Rappelez-vous cette parole du Seigneur dans les Évangiles : « Il est le Maître du repos, Il est le Maître du sabbat. » Jésus est assis sur son trône et Il est le Seigneur du repos. Dieu a fait asseoir à sa droite Jésus, Il l’a élevé comme Seigneur. Que fait maintenant Jésus assis à la droite de Dieu ? La Bible dit : « Il attend que Dieu fasse de ses ennemis son marchepied. » Il ne combat plus en tant que Seigneur car Il a déjà combattu. Le Seigneur nous invite donc à vivre et à nous asseoir dans cette Seigneurie, dans ce repos, dans cette attente, en étant convaincus par la foi que Dieu agira et qu’Il mettra sous nos pieds nos ennemis. Bientôt nous écraserons la tête du serpent.

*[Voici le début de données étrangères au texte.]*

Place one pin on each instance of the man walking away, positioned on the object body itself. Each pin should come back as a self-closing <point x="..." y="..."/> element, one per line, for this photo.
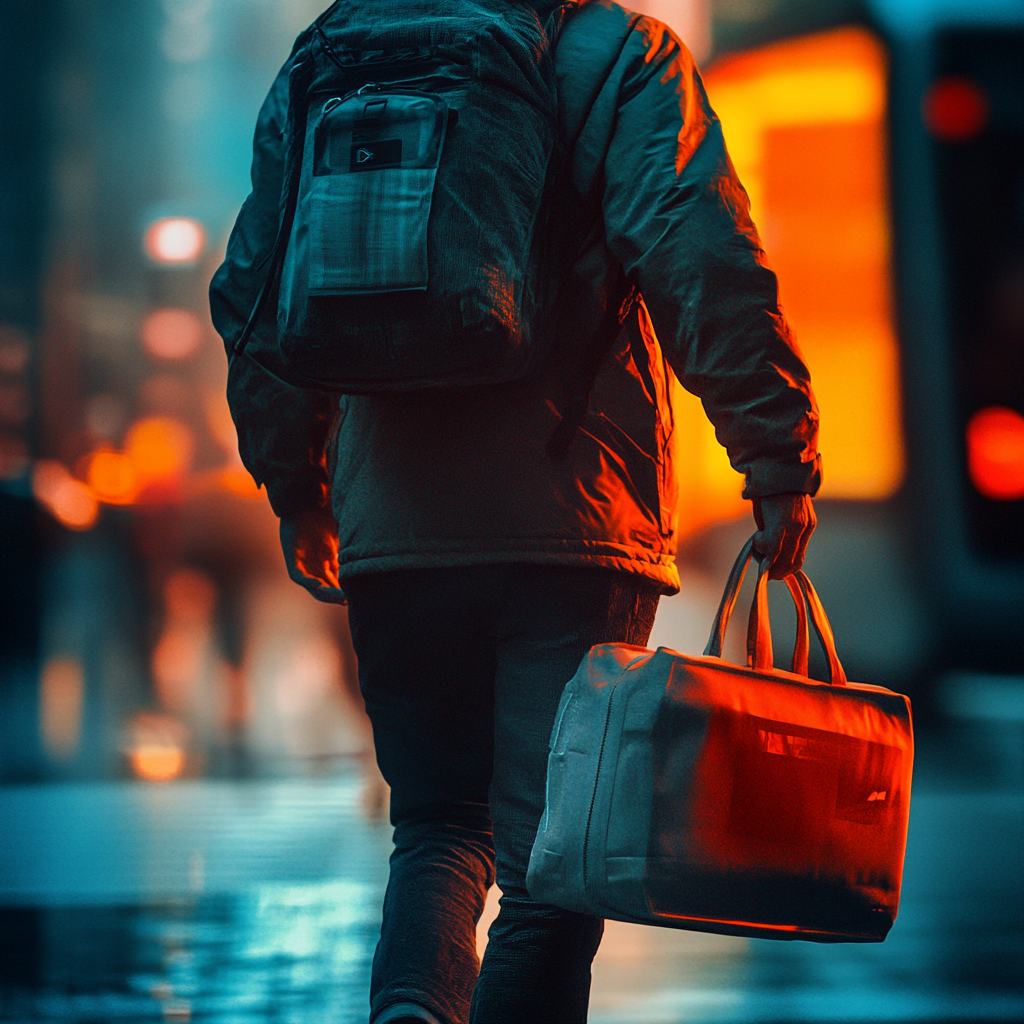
<point x="486" y="537"/>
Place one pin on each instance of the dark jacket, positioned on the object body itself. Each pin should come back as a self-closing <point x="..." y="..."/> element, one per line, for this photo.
<point x="458" y="478"/>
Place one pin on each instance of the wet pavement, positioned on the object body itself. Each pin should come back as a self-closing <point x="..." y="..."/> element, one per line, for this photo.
<point x="257" y="901"/>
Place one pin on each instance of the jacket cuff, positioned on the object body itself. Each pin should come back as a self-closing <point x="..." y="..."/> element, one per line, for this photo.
<point x="298" y="494"/>
<point x="783" y="478"/>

Le Seigneur nous dit : Empresse-toi d’entrer dans le ‘huitième jour’, dans ce jour nouveau, jour de résurrection et de repos. Il nous dit aussi : « Reste assis à ma droite jusqu’à ce que je fasse de tes ennemis ton marchepied. Reste là, ne bouge plus, reste dans la foi, dans l’attente, et j’agirai en ta faveur. » Que nous puissions apprendre du Seigneur la puissance du ‘huitième jour’, la puissance du repos ! Nous nous sommes débattus, agités, mais maintenant nous voulons nous asseoir. Comme David, nous pourrons dire : « J’ai constamment l’Eternel sous mes yeux ; quand Il est à ma droite, je ne chancelle pas. » (Ps.16/8)
Venez à Jésus tels que vous êtes, fatigués, chargés. Il vous accepte et veut vous donner du repos. Vous êtes peut-être agités à cause de toutes les tensions et les pressions que vous sentez autour de vous. Elles influent même sur vos sentiments, mais le Seigneur vous dit : « Mon enfant, reste assis à ma droite et je ferai de tes ennemis ton marchepied. » Peut-être pensez-vous que votre droit passe inaperçu devant Dieu et qu’Il ne s’en inquiète pas, mais vous pouvez invoquer le nom du Seigneur. Il ne vous laissera pas dans la confusion. Il est un Dieu qui vous aime. Il est capable d’apaiser la tempête, de faire taire le vent, de chasser le tourbillon et par-dessus tout Il veut apporter le repos dans votre vie. S’il permet qu’il y ait des épreuves et des tentations autour de vous, c’est afin que vous grandissiez en lui, que vous vous attachiez à lui, et que vous puissiez devenir un homme, une femme de repos. Voilà le témoignage du chrétien.